This problem is hard for me, so even describing it is a challenge.  I apologize in advance for that.

I have an interface which defines an enumeration and a subclass based on that enumeration:
struct A {
  enum Test { X, Y, Z };
  template <Test test> struct Internal {};
  ...
};

I further have an implementation of that interface:
struct B : public A {
  templat <Test test> struct Internal
      : public A::Internal<test> {};
...
};

Making it more complex, in reality the constructor for A::Internal takes a different parameter for each template specialization.

The problem is I need a function that takes a compile time type, a run-time parameter of an appropriate type, and returns an B::Internal object of that type.

But I need to have the function be callable through the A interface.

I'm looking to avoid switches or if-statement chains.  Does anyone know a way to do this?  Thanks for the help.
Masamune
Wednesday, May 30, 2007
 
 
Ok, for reference, I've convinced myself that it cannot be done.  I'll just go with the back-up plan.

Wednesday, May 30, 2007
 
 
In cases like this, it is often helpful to take a good hard look at your design. You'll often find you're trying to shoehorn a construct into a design that is simply not suitable for it.

Your example looks like a nice case of template-abuse. Templates are great, but using is a bit like sculpting with dynamite: You have to know extremely well what you are doing, or the whole thing will blow up and turn into a pile of rubble.
Jeroen
Thursday, May 31, 2007
 
 
We could help you with your achitecture if you could provide a description of what you actually want to achieve, not what your problem is.

Personnaly, it may be obvious but I didn't understand why your inner struct was a template in the first place because you don't show us any specialization. Without saying how you will specialize it, showing just the template can be a little obscure...
Vincent Robert Send private email
Thursday, May 31, 2007
 
 
I think what you described is actually possible - as noted above, it's difficult to tell, because your presentation of the problem is too abstract.

You can't return a B::Internal from the A interface, but you can return a pointer or reference to a B::Internal, because that will be disguised as an A.... In other words, the interface is designed to return an A::Internal pointer, the implementation B will construct a B::Internal, and return the A::Internal pointer to it.  NOTE: using a smart pointer would be better.

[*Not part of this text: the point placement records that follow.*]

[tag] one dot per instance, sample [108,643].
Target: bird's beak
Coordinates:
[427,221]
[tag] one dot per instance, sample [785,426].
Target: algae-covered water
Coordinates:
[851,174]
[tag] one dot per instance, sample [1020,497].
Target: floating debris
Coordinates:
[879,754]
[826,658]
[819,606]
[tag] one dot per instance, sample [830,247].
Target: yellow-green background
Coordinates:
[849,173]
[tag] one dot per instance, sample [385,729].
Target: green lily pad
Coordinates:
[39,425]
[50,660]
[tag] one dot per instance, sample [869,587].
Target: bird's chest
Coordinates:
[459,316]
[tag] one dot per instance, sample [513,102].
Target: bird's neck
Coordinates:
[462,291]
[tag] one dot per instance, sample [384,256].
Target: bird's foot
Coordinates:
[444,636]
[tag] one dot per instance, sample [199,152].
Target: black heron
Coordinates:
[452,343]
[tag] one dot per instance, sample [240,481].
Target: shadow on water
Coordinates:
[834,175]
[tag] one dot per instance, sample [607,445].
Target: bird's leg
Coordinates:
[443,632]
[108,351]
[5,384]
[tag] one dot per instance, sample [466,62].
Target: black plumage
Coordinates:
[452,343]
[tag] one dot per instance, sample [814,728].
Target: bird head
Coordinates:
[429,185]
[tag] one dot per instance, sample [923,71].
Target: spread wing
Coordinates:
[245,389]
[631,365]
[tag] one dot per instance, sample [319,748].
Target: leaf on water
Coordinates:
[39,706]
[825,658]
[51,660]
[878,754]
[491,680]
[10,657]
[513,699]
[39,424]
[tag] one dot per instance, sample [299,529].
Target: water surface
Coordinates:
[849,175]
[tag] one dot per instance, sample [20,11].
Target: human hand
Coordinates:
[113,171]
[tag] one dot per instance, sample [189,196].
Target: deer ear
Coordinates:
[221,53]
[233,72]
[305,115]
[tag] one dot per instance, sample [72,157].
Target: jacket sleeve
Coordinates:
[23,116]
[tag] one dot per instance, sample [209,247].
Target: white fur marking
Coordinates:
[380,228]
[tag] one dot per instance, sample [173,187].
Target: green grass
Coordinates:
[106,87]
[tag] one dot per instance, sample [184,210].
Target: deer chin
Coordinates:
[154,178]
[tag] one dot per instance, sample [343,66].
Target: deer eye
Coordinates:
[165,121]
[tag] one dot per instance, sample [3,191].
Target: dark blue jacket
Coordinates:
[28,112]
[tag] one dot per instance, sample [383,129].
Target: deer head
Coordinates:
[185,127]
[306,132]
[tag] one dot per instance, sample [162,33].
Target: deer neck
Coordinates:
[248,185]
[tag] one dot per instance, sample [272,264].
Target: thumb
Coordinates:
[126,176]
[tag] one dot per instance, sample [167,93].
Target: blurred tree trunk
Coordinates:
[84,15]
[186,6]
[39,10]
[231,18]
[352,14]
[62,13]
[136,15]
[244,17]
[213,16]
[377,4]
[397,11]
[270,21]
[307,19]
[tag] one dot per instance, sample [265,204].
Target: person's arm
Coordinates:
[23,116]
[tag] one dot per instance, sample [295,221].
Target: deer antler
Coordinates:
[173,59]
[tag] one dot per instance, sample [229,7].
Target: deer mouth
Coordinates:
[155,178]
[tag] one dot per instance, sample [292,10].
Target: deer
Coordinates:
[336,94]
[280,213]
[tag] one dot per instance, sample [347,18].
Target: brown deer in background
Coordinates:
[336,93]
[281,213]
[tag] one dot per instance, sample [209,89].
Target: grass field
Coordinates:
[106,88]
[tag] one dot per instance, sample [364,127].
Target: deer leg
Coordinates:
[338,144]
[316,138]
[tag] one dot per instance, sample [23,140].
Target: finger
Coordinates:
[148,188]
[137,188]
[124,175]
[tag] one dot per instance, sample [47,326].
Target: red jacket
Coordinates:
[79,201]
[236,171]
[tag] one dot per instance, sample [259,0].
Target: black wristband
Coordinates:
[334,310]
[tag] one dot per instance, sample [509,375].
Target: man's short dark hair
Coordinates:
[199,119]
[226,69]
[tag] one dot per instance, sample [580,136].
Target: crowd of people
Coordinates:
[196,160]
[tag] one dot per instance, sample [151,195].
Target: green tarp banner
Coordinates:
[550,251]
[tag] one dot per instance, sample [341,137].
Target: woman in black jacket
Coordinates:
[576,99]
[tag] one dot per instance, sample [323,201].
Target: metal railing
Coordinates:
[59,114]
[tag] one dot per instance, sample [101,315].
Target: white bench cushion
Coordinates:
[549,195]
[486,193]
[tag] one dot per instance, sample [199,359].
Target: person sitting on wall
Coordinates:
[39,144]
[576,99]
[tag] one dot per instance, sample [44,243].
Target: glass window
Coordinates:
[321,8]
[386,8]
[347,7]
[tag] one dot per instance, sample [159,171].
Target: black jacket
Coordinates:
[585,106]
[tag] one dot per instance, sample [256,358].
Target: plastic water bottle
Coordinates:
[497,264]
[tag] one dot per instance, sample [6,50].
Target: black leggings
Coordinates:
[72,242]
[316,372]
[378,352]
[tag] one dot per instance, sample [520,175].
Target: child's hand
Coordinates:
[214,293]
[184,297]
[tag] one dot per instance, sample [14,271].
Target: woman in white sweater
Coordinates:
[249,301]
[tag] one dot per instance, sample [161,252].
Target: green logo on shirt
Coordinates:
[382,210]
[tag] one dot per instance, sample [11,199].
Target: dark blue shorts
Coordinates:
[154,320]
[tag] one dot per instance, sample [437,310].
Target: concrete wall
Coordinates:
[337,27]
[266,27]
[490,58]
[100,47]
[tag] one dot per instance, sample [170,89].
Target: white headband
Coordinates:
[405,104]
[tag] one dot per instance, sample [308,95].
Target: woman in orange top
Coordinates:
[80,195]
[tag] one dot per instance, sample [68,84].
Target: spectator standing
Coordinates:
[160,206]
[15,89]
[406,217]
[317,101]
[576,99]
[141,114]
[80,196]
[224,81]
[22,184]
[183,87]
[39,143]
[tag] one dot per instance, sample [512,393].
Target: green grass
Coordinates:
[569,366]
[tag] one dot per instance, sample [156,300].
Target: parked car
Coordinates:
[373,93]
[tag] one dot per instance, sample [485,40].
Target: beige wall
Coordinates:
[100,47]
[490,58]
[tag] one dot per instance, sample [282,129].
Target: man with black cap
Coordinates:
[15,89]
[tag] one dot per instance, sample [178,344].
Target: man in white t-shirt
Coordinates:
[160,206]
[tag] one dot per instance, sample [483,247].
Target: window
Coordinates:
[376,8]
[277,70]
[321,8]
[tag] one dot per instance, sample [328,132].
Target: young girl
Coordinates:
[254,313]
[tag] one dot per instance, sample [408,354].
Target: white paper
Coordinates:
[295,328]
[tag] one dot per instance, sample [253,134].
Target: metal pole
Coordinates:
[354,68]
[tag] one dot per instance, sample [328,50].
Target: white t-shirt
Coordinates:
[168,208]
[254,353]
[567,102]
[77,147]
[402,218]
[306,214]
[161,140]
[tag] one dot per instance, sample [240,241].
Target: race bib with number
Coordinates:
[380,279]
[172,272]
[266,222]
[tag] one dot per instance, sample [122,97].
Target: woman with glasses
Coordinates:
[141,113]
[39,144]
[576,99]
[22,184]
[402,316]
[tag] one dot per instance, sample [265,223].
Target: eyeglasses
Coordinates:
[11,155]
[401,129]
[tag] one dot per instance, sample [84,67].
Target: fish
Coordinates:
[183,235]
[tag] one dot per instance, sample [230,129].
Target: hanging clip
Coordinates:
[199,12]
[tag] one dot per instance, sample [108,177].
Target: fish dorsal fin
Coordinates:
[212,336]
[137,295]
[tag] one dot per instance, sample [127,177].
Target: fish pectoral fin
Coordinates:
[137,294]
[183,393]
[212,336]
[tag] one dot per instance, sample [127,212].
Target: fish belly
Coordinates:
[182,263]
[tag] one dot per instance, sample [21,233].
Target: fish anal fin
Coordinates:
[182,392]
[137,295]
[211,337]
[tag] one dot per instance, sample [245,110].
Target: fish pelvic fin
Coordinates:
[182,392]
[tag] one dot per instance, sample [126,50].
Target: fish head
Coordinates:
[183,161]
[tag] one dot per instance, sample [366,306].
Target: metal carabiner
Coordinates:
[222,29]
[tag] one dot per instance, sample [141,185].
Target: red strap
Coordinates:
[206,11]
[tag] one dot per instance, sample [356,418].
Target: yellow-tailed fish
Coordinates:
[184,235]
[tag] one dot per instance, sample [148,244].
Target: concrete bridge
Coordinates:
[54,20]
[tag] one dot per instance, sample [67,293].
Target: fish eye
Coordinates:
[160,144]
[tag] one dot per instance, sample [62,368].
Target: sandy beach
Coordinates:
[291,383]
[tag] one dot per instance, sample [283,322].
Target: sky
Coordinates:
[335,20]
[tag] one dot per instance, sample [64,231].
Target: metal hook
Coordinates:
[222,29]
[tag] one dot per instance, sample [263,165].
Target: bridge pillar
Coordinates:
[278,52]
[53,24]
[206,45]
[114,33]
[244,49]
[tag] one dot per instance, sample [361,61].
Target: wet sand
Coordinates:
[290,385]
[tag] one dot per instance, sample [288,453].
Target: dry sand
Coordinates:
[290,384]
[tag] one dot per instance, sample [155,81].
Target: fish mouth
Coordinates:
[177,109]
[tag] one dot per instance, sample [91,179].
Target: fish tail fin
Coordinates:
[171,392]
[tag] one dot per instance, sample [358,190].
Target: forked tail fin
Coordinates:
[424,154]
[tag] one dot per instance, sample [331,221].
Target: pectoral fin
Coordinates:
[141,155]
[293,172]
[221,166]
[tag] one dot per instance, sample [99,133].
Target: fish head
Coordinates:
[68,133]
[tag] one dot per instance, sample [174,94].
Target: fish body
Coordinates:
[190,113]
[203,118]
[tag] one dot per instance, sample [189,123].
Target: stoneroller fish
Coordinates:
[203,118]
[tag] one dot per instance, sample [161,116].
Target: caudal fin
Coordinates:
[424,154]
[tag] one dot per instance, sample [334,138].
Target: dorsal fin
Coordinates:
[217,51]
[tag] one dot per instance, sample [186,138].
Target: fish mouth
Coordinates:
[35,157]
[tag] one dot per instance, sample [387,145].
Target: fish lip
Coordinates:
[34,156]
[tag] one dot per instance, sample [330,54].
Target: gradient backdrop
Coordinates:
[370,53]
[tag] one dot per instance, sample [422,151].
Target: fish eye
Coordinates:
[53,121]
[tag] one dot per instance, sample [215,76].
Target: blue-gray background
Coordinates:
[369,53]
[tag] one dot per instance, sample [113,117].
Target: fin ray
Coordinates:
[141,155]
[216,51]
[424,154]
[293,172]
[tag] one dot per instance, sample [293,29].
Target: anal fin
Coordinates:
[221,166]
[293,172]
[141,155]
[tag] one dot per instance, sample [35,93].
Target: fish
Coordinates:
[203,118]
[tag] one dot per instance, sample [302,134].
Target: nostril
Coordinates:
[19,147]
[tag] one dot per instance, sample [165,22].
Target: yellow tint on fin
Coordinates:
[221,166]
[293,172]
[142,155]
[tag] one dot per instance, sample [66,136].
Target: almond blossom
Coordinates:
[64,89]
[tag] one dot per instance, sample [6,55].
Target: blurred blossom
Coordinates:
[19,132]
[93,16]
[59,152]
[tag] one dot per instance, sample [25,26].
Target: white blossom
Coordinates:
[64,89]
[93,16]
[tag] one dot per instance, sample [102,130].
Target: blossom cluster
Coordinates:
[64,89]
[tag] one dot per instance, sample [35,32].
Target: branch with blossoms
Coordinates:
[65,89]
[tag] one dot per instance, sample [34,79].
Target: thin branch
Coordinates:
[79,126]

Your issue with the constructor arguments, that probably gets solved using traits.
Danil Send private email
Thursday, May 31, 2007
 
 
I want to serialize a specific type in my program.  Essentially, I want a function that takes a type and returns an integer.  (T => () -> int)

There are a changing number of types.  In order to minimize the code that changes with the addition or removal of types, I wanted to keep one master list of types.  The closest I could come is using the enumeration.  (int -> T => () -> int)

The second issue is that there are multiple serialization function implementations which share a common interface.  But that conflicts with the templates.

So I want to minimize the changes needed when I add or remove a type.  RTTI is not enabled.

Thursday, May 31, 2007
 
 
How about using a CRC32 of the typename? This should provide you with a unique number for each type.
Coopsnakes Send private email
Friday, June 01, 2007
 
 
"This should provide you with a unique number for each type"
...most of the time.
Jeff Zanooda Send private email
Monday, June 04, 2007
 
 
"Essentially, I want a function that takes a type and returns an integer."

That part definitely sounds like it should be solved with traits.

As for the other, I wonder if a decorator, or perhaps a snap-in, would be a better choice than inheritance (effectively separating the responsibility of serialization from that of the objects actual behavior).